The other reason prompting a shift is found "on the back-end," Kenessey continued, where "a treasure trove of transactions and data is found. Of all the agents that close deals, most never follow up with clients six months down the road. Implementing a good CRM system leads to the creation of a repository [that can be used to] automate follow-ups with clients, and implementing client retention programs. Most Americans move within five to seven years of buying and moving into a house."
Missing Out on Opportunities?
An overwhelming focus on closing deals and minimizing operational costs as opposed to using CRM data to build longer-term relationships may also result in real estate agencies missing out on new business opportunities.
Like many people around the U.S. and elsewhere, Robert Sikellis has invested in real estate as a means of building wealth as well as building a home for himself and his family. Having acquired and now renting out several residential properties in the Boston area, a number of concerns cropped up when Sikellis, a member of Siemens' legal and compliance team, was offered a position in Germany.
"I was living in Boston, where I have a number of properties, and when this opportunity to move to Germany came up, one of my concerns was how to manage them, how to avoid confusion," he recounted.
In addition to giving him the ability to keep track of rental payments and associated banking transactions relatively easily, communicating and maintaining good relations with his tenants was a paramount concern for Sikellis.
Searching for alternatives, unable to find an agent in the Boston area and finding that working through banks was cumbersome and costly, he eventually came upon Investment Instruments' Rentomatic, a Web-based property management system.
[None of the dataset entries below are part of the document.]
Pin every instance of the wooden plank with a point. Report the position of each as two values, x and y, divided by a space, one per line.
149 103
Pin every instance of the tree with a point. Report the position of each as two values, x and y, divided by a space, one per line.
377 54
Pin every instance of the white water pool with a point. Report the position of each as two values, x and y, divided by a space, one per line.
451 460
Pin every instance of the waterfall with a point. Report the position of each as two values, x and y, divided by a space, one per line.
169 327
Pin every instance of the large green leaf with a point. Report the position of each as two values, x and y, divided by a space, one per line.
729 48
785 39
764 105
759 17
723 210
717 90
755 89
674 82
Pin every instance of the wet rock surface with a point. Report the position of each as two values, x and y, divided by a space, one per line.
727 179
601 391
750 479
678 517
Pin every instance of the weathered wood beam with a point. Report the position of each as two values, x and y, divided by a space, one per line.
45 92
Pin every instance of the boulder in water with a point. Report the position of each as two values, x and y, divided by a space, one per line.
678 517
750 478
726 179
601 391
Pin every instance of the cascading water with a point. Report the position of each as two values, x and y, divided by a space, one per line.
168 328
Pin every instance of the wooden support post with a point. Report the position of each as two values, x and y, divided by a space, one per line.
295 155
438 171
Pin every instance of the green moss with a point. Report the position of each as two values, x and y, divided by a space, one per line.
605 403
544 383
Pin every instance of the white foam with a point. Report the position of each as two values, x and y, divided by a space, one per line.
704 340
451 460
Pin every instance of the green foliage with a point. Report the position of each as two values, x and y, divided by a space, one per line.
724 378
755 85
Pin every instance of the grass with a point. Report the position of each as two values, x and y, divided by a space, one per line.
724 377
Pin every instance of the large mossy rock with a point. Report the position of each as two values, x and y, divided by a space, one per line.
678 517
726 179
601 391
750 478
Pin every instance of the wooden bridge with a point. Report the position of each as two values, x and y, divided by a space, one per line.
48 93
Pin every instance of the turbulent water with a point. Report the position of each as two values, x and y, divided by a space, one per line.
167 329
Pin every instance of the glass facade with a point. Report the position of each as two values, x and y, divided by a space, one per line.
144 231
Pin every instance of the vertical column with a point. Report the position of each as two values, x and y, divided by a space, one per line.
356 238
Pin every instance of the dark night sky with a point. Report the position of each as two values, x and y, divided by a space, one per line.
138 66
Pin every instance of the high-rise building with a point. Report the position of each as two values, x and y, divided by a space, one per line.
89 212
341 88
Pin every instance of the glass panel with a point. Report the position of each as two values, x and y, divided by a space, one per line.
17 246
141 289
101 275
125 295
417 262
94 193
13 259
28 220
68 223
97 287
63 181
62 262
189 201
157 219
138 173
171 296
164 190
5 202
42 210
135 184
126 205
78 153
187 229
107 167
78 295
Online Property Management
"It's saved me a substantial amount of money and headache. It's easy, accurate record-keeping, and the tenants love it as well, which was important to me. The properties I have are nice properties with tenants I spent a lot of time handpicking," Sikellis told CRM Buyer.
Arranging maintenance services isn't part of Rentomatic's service but Sikellis did mention the value of the company's Rentometer service, which provides both property owners and renters a good gauge of rental rates and corresponding property types in specific areas.
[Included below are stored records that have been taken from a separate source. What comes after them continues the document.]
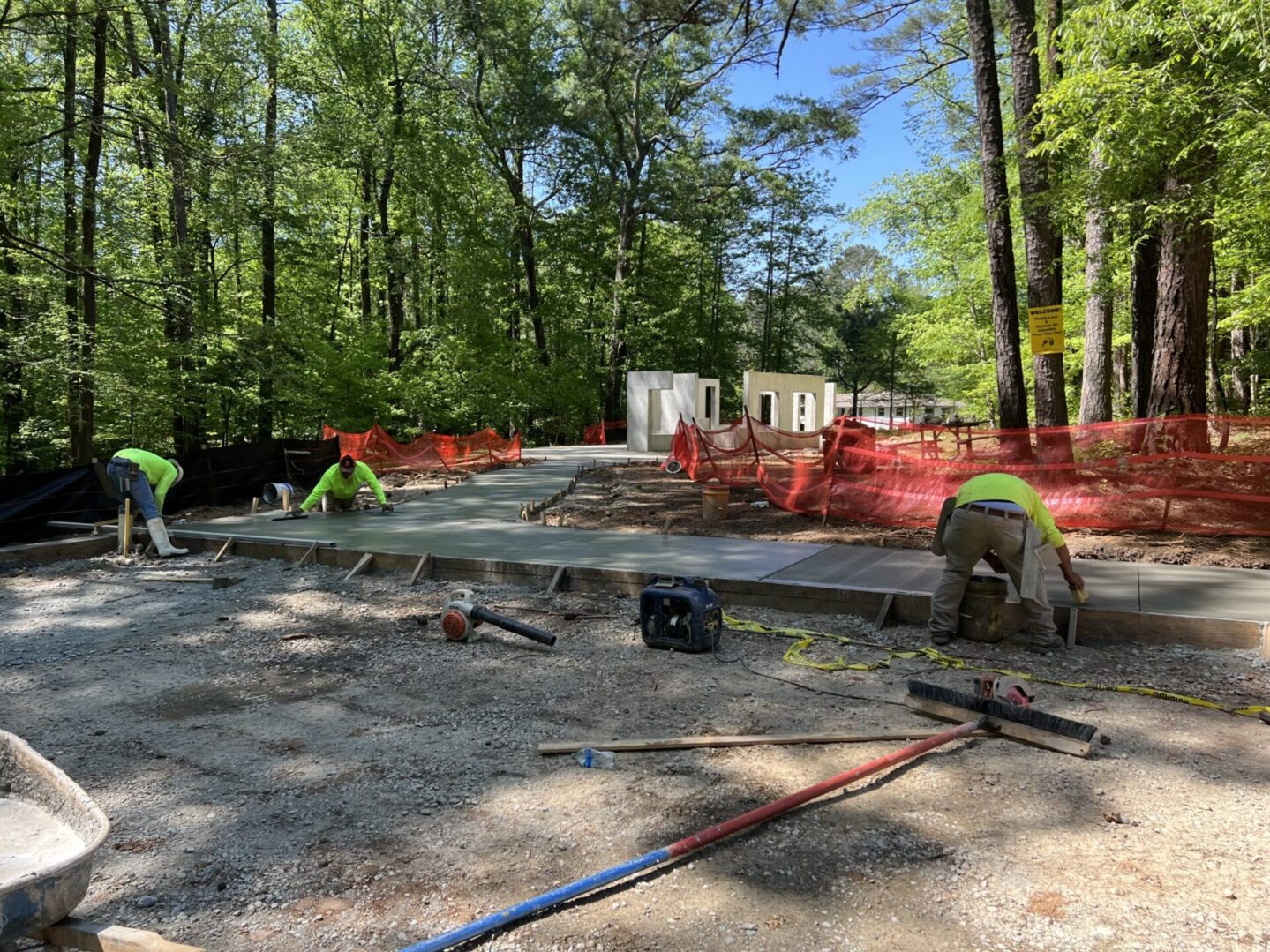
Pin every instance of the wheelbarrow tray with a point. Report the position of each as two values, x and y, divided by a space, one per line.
49 832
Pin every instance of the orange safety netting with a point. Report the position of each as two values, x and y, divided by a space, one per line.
1206 475
431 451
597 433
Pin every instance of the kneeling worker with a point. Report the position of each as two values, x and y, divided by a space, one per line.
1001 520
339 483
147 479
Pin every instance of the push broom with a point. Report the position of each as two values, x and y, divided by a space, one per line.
992 714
"It gives you an idea of what you should ask for rent, and it's also a good gauge also to show tenants. It's a comparative rent service based on the area code, number of rooms, etc. -- all the kinds of things you would expect would affect the rental price. It proved very helpful when I rented one of the places just before I left," he said.
A former Massachusetts prosecuting attorney who helped launch the state's high-tech crime unit, the security and reliability of the service were high up on Sikellis's list of property management service criteria.
"Aside from my comfort level with the company, they are conducting financial transactions and the security they have in place is impressive. It certainly looks like they've put a helluva lot of time thinking about how to set this thing up. It's one thing as a sales pitch to offer this kind of thing; it's another to follow through, and they have followed through," he commented.